On est resté là, tous ensemble, mains dans la main, à regarder les ballons. Jusqu'à ce qu'ils disparaissent complètement à l'horizon.
Ca nous a fait un bien fou.
Je me suis dit que c'était tout de même étrange, ce besoin très humain de rituels et de symboles.
Avec un dernier regard au dernier scintillement des ballons, je me suis dit que le monde ne serait plus jamais le même.
Les jours suivants ont été une succession de démarches et d'obligations. Fort heureusement, nous nous sommes partagé cela, papy, maman, mes deux oncles et moi. Et on se retrouvait le soir pour faire le point.
Sauf le jour où il a fallu aller choisir le cercueil, où nous y sommes tous allé ensemble - à nouveau, en nous tenant très fort par la main.
Quand je repense à cette période, c'est ce dont je me souviens en premier : cette solidarité. Comment nous étions sans cesse à nous serrer les uns contre les autres, comme des petits animaux perdus. C'était des moments très doux, au milieu de ces moments très durs. C'était assurément des moments qui m'ont aidé à tenir le coup.
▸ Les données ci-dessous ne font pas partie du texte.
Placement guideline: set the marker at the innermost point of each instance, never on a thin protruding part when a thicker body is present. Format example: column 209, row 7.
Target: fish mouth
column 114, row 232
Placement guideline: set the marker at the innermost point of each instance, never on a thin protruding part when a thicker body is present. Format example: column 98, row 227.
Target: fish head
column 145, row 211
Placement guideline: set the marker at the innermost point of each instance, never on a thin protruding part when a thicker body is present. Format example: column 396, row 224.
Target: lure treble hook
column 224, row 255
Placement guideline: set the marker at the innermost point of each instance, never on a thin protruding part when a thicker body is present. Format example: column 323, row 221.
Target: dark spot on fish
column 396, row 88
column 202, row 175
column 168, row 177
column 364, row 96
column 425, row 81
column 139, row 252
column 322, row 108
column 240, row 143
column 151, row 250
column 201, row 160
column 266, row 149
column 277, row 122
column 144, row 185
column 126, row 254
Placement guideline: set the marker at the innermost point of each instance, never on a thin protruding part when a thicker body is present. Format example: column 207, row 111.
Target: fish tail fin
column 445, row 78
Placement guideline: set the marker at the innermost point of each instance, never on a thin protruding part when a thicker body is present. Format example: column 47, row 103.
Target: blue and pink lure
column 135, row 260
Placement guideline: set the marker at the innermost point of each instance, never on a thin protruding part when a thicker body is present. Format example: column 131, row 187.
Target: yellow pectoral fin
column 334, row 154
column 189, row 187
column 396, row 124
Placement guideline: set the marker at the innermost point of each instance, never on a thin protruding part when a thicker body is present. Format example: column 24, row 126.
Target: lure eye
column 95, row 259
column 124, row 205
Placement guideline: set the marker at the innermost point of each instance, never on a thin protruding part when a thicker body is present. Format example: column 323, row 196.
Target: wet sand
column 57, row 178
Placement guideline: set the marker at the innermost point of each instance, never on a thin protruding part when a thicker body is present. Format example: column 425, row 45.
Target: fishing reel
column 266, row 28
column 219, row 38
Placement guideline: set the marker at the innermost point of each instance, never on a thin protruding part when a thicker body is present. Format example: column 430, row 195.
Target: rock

Réussir à gérer les démarches et le jour férié a été un enfer. Mais on y est arrivé.
Quelques jours plus tard, mamie était à la chambre funéraire. Là encore, on s'est relayé pour veiller, pendant les heures d'ouverture. Et accueillir les visiteurs. Je n'ai jamais compris l'intérêt de venir voir "un corps".
Et pourtant, j'allais saluer mamie en arrivant, et en repartant, et je déposais un baiser sur son front.
Je me disais que j'étais bête.
Mais c'était important pour moi.
Elle avait été habillée, et maquillée. Elle était magnifique. Elle avait un petit sourire en coin qui donnait l'impression qu'elle allait éclater de rire à tout instant. La première fois que je l'ai vu, j'ai fondu en larmes.
Parmi les choses que l'on voulait absolument faire, c'était également de remercier l'équipe de l'hôpital qui s'était si bien occupé d'elle - et qui avait été aux petits soins avec nous. On a souhaité leur faire un "petit panier" : finalement, on est arrivé avec un sachet de courses immense qu'on était obligé de porter à deux, et 150€ de victuailles dedans. C'était la moindre des choses.
Toutes les nuits, je me réveillais à 3h du matin, en sursaut : "il faut aller relayer maman !".
J'ai mis très longtemps à refaire des nuits complètes.
Parfois aussi, je me réveillais parce que je n'entendais plus mamie respirer.
Et pour cause...
Très vite, est arrivé la véritable conclusion à cette histoire : l'épreuve finales des funérailles.
Je me souvenais à quelle point elles avaient constitué une étape dans mon deuil de mon beau-père. J'espérais que ça marquerait une étape également dans celui de ma grand-mère.